ABSTRACT

In Memories, Dreams, Reflections, Jung openly confesses that his confrontation with the unconscious persuasively convinced him of the objectivity of the psyche. It is closer, however, to the true spirit of Jung's experience, to its phenomenology, to speak about the autochthonous character of the psyche rather than its objectivity, because the latter term still carries the baggage of a Cartesian metaphysics which splits subject and object and leads to a psychology of projection. Jung' encounter with the figure of Philemon is a good example of the autochthonous character of psyche. A “pagan [who] brought with him an Egypto-Hellenistic atmosphere with a Gnostic coloration,” Philemon is not a projection of Jung's psyche; rather, he is an inhabitant of the land of soul.
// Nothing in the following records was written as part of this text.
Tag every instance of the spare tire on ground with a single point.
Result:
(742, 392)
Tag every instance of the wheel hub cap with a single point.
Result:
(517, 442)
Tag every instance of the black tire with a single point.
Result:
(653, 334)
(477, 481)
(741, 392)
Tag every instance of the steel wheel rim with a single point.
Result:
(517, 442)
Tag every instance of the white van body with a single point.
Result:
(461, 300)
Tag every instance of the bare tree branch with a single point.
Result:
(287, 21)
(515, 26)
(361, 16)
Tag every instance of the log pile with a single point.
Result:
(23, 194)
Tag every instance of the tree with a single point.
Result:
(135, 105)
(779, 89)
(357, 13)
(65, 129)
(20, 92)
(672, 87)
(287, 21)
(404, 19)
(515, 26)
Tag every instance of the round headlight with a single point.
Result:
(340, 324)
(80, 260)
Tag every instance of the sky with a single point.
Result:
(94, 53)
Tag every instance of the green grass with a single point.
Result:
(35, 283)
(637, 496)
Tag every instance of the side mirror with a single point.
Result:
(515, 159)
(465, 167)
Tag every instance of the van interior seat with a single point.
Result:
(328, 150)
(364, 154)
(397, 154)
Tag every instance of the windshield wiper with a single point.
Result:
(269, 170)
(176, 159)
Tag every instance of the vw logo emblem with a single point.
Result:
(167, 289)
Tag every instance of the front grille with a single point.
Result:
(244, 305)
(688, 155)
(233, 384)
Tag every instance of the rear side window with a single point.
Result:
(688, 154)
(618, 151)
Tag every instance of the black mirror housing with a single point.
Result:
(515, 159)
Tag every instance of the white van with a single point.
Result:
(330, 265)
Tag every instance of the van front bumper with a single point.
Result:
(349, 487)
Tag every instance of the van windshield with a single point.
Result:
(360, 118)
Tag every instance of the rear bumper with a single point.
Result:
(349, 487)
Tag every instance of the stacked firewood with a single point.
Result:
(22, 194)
In ecology, autochthonous describes an indigenous plant or animal, and in its Greek origins the word contains the suffix “khthon” meaning earth. Thus, an “autokhthon” is “one sprung from the land itself” (Morris 1981: 89). Philemon, then, is indigenous to the psyche, one who from the earliest times belongs to the soil of the soul, part of the tribe of that country there before our time of colonization, that time of ego-consciousness when we have already taken possession of the soul. The soul is another country, as different from mind as it is from matter, and in this sense it makes perfect sense for Jung to say that Philemon “brought home to me the crucial insight that there are things in the psyche which I do not produce, which produce themselves and have their own life.” Philemon taught Jung a most significant and profound lesson when he said to him that he (Jung) mistakenly "treated thoughts as if [he] generated them,” and in contrast to this view Philemon said to Jung that “thoughts were like animals in the forest, or people in a room, or birds in the air.” He then added, “if you should see people in a room, you would not think that you had made those people or that you were responsible for them” (Jung 1965:183).